These needs a Co-developed-by.  The only other scenario is that you and Anurag
wrote the patches, then handed them off to Shaju, who sent them to Manish, who
sent them back to you for posting.  I highly doubt that's the case, and if so,
I would hope you've done due diligence to ensure what you handed off is the same
as what you posted, i.e. the SOB chains for Shaju and Manish can be omitted.

In general, please read through most of the stuff in Documentation/process.

> the number of pages the vCPU has dirtied (dirty_counter) in the ongoing
> dirty quota interval, and the maximum number of dirties allowed for the
> vCPU (dirty_quota) in the ongoing dirty quota interval.
> 
> struct vCPUDirtyQuotaContext {
> u64 dirty_counter;
> u64 dirty_quota;
> };
> 
> The flag dirty_quota_migration_enabled determines whether dirty quota-based
> throttling is enabled for an ongoing migration or not.
> 
> 
> Handling page dirtying
> 
> When the guest tries to dirty a page, it leads to a vmexit as each page is
> write-protected. In the vmexit path, we increment the dirty_counter for the
> corresponding vCPU. Then, we check if the vCPU has exceeded its quota.
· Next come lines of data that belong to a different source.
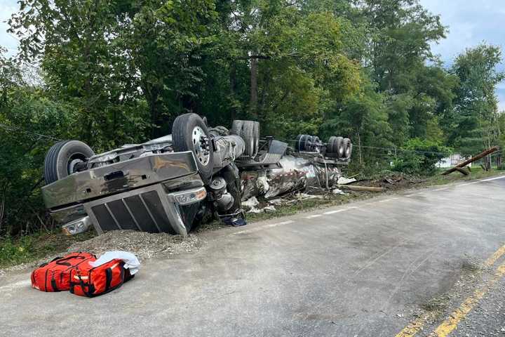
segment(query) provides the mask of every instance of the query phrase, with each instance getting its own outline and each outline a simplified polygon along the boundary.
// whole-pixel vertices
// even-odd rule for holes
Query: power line
[[[57,138],[53,137],[53,136],[51,136],[43,135],[43,134],[41,134],[41,133],[37,133],[36,132],[29,131],[27,131],[27,130],[22,129],[22,128],[20,128],[20,127],[18,127],[18,126],[8,126],[8,125],[2,124],[1,123],[0,123],[0,128],[4,128],[4,130],[6,130],[6,131],[18,131],[18,132],[22,132],[22,133],[27,133],[27,134],[29,134],[29,135],[36,136],[37,136],[37,137],[39,137],[39,138],[50,139],[51,140],[56,140],[56,141],[58,141],[58,142],[60,141],[60,140],[62,140],[60,139],[60,138]]]

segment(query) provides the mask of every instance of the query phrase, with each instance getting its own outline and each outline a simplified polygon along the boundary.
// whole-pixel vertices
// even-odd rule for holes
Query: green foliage
[[[389,168],[395,149],[396,169],[421,174],[445,146],[505,145],[500,49],[444,69],[431,46],[447,28],[419,0],[18,3],[20,54],[0,48],[0,233],[47,223],[38,183],[57,139],[98,152],[169,133],[187,112],[257,120],[283,140],[349,137],[349,170],[363,174]]]
[[[0,239],[0,265],[18,265],[32,259],[32,237]]]
[[[451,150],[433,141],[410,139],[398,157],[393,161],[393,170],[408,174],[435,174],[436,164],[448,156]]]
[[[481,44],[459,55],[450,70],[459,84],[454,110],[444,115],[444,123],[449,144],[464,154],[478,152],[499,142],[494,88],[505,79],[505,73],[496,70],[501,62],[499,47]]]

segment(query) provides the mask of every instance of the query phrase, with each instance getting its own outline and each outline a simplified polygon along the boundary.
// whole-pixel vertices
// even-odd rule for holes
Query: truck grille
[[[85,208],[103,232],[133,230],[175,234],[162,197],[157,187],[145,187],[89,202]]]

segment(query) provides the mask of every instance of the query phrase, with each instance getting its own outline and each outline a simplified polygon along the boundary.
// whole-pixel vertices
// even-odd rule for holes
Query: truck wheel
[[[338,157],[338,146],[337,146],[337,137],[332,136],[328,139],[326,145],[326,152],[331,154],[332,157]]]
[[[214,151],[210,135],[203,120],[196,114],[184,114],[172,126],[174,150],[191,151],[202,178],[210,178],[214,168]]]
[[[299,140],[303,135],[297,136],[296,141],[295,142],[295,151],[299,152]]]
[[[260,145],[260,123],[254,121],[234,121],[231,133],[237,135],[244,140],[245,150],[244,154],[255,157]]]
[[[298,151],[304,152],[306,151],[305,147],[307,145],[307,141],[310,138],[309,135],[302,135],[299,139],[297,139]]]
[[[352,153],[352,144],[349,138],[344,138],[344,158],[349,159]]]
[[[345,149],[344,148],[344,137],[336,137],[335,138],[335,150],[338,154],[339,158],[344,158]]]
[[[319,137],[317,136],[314,136],[312,138],[312,144],[311,146],[311,150],[313,152],[316,152],[318,151],[318,146],[316,144],[319,144],[321,143],[321,139],[319,139]]]
[[[49,149],[44,159],[46,184],[76,172],[76,166],[95,155],[93,150],[79,140],[62,140]]]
If
> yes, we exit to userspace with a new exit reason KVM_EXIT_DIRTY_QUOTA_FULL.
> This "quota full" event is further handled on the userspace side. 
> 
> 
> Please find the KVM Forum presentation on dirty quota-based throttling
> here: https://www.youtube.com/watch?v=ZBkkJf78zFA
> 
> 
> Shivam Kumar (6):
>   Define data structures for dirty quota migration.
>   Init dirty quota flag and allocate memory for vCPUdqctx.
>   Add KVM_CAP_DIRTY_QUOTA_MIGRATION and handle vCPU page faults.
>   Increment dirty counter for vmexit due to page write fault.
>   Exit to userspace when dirty quota is full.
>   Free vCPUdqctx memory on vCPU destroy.

Freeing memory in a later patch is not an option.  The purpose of splitting is
to aid bisection and make the patches more reviewable, not to break bisection and
confuse reviewers.  In general, there are too many patches and things are split in
weird ways, making this hard to review.  This can probably be smushed to two
patches: 1) implement the guts, 2) exposed to userspace and document.
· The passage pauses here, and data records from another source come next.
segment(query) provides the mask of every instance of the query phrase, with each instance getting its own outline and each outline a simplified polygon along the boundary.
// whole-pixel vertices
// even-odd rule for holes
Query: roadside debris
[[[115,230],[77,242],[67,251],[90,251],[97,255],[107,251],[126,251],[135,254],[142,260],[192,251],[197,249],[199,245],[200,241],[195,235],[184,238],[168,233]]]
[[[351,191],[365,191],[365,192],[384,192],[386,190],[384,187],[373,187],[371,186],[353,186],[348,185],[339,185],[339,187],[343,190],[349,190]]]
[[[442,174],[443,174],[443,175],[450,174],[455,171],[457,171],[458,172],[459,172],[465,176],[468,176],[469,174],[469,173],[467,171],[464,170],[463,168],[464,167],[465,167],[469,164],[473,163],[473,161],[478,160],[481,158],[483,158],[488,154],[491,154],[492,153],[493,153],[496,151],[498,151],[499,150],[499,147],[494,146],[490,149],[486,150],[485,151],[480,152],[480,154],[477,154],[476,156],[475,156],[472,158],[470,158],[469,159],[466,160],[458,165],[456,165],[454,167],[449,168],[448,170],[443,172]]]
>  Documentation/virt/kvm/api.rst        | 39 +++++++++++++++++++
>  arch/x86/include/uapi/asm/kvm.h       |  1 +
>  arch/x86/kvm/Makefile                 |  3 +-
>  arch/x86/kvm/x86.c                    |  9 +++++
>  include/linux/dirty_quota_migration.h | 52 +++++++++++++++++++++++++
>  include/linux/kvm_host.h              |  3 ++
>  include/uapi/linux/kvm.h              | 11 ++++++
>  virt/kvm/dirty_quota_migration.c      | 31 +++++++++++++++

I do not see any reason to add two new files for 84 lines, which I'm pretty sure
we can trim down significantly in any case.  Paolo has suggested creating files
for the mm side of generic kvm, the helpers can go wherever that lands.
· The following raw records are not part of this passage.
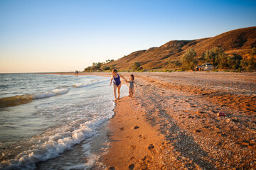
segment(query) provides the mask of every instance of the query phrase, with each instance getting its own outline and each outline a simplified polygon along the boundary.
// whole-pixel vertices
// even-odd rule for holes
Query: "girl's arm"
[[[134,84],[136,85],[136,87],[137,87],[137,84],[135,83],[135,81],[134,81]]]
[[[113,76],[111,76],[110,84],[110,86],[111,86],[111,84],[112,84],[112,80],[113,80]]]
[[[123,76],[122,75],[120,75],[120,74],[119,74],[119,76],[120,76],[122,78],[123,78],[123,79],[125,80],[125,81],[127,81],[127,79],[124,78],[124,76]]]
>  virt/kvm/kvm_main.c                   | 56 ++++++++++++++++++++++++++-
>  9 files changed, 203 insertions(+), 2 deletions(-)
>  create mode 100644 include/linux/dirty_quota_migration.h
>  create mode 100644 virt/kvm/dirty_quota_migration.c

As for the design, allocating a separate page for 16 bytes is wasteful and adds
complexity that I don't think is strictly necessary.  Assuming the quota isn't
simply a per-VM thing....

Rather than have both the count and the quote writable by userspace, what about
having KVM_CAP_DIRTY_QUOTA_MIGRATION (renamed to just KVM_CAP_DIRTY_QUOTA, because
dirty logging can technically be used for things other than migration) define a
default, per-VM dirty quota, that is snapshotted by each vCPU on creation.  The
ioctl() would need to be rejected if vCPUs have been created, but it already needs
something along those lines because currently it has a TOCTOU race and can also
race with vCPU readers.

Anyways, vCPUs snapshot a default quota on creation, and then use struct kvm_run to
update the quota upon return from userspace after KVM_EXIT_DIRTY_QUOTA_FULL instead
of giving userspace free reign to change it the quota at will.  There are a variety
of ways to leverage kvm_run, the simplest I can think of would be to define the ABI
such that calling KVM_RUN with "exit_reason == KVM_EXIT_DIRTY_QUOTA_FULL" would
trigger an update.  That would do the right thing even if userspace _doesn't_ update
the count/quota, as KVM would simply copy back the original quota/count and exit back
to userspace.

E.g.

diff --git a/include/uapi/linux/kvm.h b/include/uapi/linux/kvm.h
index 78f0719cc2a3..d4a7d1b7019e 100644
--- a/include/uapi/linux/kvm.h
+++ b/include/uapi/linux/kvm.h
@@ -487,6 +487,11 @@ struct kvm_run {
                        unsigned long args[6];
                        unsigned long ret[2];
                } riscv_sbi;
+               /* KVM_EXIT_DIRTY_QUOTA_FULL */
+               struct {
+                       u64 dirty_count;
+                       u64 dirty_quota;
+               }
                /* Fix the size of the union. */
                char padding[256];
        };

Side topic, it might make sense to have the counter be a stat, the per-vCPU dirty
rate could be useful info even if userspace isn't using quotas.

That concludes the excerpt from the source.